PDF Invoice Parser — Fine-tuned LayoutLMv3

A fine-tuned LayoutLMv3 model for named entity recognition (NER) on PDF invoices. It extracts structured fields such as invoice number, dates, vendor/customer details, and financial totals directly from document pages using text, layout (bounding boxes), and visual features.

Model Details

Base model: microsoft/layoutlmv3-base
Architecture: LayoutLMv3ForTokenClassification
Task: Token classification (NER)
Fine-tuned on: Labeled PDF invoice pages

Labels

Label	Description
`B/I-INVOICE_NUM`	Invoice number
`B/I-INVOICE_DATE`	Invoice date
`B/I-DUE_DATE`	Payment due date
`B/I-VENDOR_NAME`	Vendor / seller name
`B/I-VENDOR_ADDR`	Vendor address
`B/I-CUST_NAME`	Customer / buyer name
`B/I-CUST_ADDR`	Customer address
`B/I-TOTAL`	Total amount
`B/I-SUBTOTAL`	Subtotal amount
`B/I-TAX`	Tax amount
`O`	Outside / no entity

Quick Start

pip install transformers torch Pillow

from transformers import LayoutLMv3Processor, LayoutLMv3ForTokenClassification
import torch
from PIL import Image

processor = LayoutLMv3Processor.from_pretrained("Kapilydv6/layoutlmv3-invoice-parser", apply_ocr=False)
model = LayoutLMv3ForTokenClassification.from_pretrained("Kapilydv6/layoutlmv3-invoice-parser")
model.eval()

# words and boxes come from your OCR tool (e.g. pytesseract)
encoding = processor(
    image,          # PIL.Image of the invoice page
    words,          # list of word strings
    boxes=boxes,    # list of [x0, y0, x1, y1] normalized to 0–1000
    return_tensors="pt",
    truncation=True,
    padding="max_length",
    max_length=512,
)

with torch.no_grad():
    outputs = model(**encoding)

predictions = outputs.logits.argmax(-1).squeeze().tolist()
id2label = model.config.id2label
predicted_labels = [id2label[p] for p in predictions]

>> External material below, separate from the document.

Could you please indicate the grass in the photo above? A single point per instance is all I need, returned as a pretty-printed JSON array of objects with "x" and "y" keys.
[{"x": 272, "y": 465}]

Full Pipeline (PDF → JSON)

from invoice_parser import InvoiceParser

parser = InvoiceParser(strategy="finetuned")
result = parser.parse("invoice.pdf")
print(result.to_json())

Output Format

{
  "invoice_number": "INV-2024-0042",
  "invoice_date": "March 15, 2024",
  "due_date": "April 15, 2024",
  "vendor_name": "Acme Corp",
  "vendor_address": "123 Business St, City",
  "customer_name": "Client LLC",
  "customer_address": "456 Client Ave, Town",
  "subtotal": 1200.00,
  "tax": 216.00,
  "total": 1416.00
}

Extraction Strategies (invoice_parser.py)

Strategy	Speed	Accuracy	Best For
`pdfplumber`	Fast	Good	Digital/typed PDFs
`ocr`	Moderate	Good	Scanned PDFs
`finetuned`	Moderate	Very Good	Complex layouts (this model)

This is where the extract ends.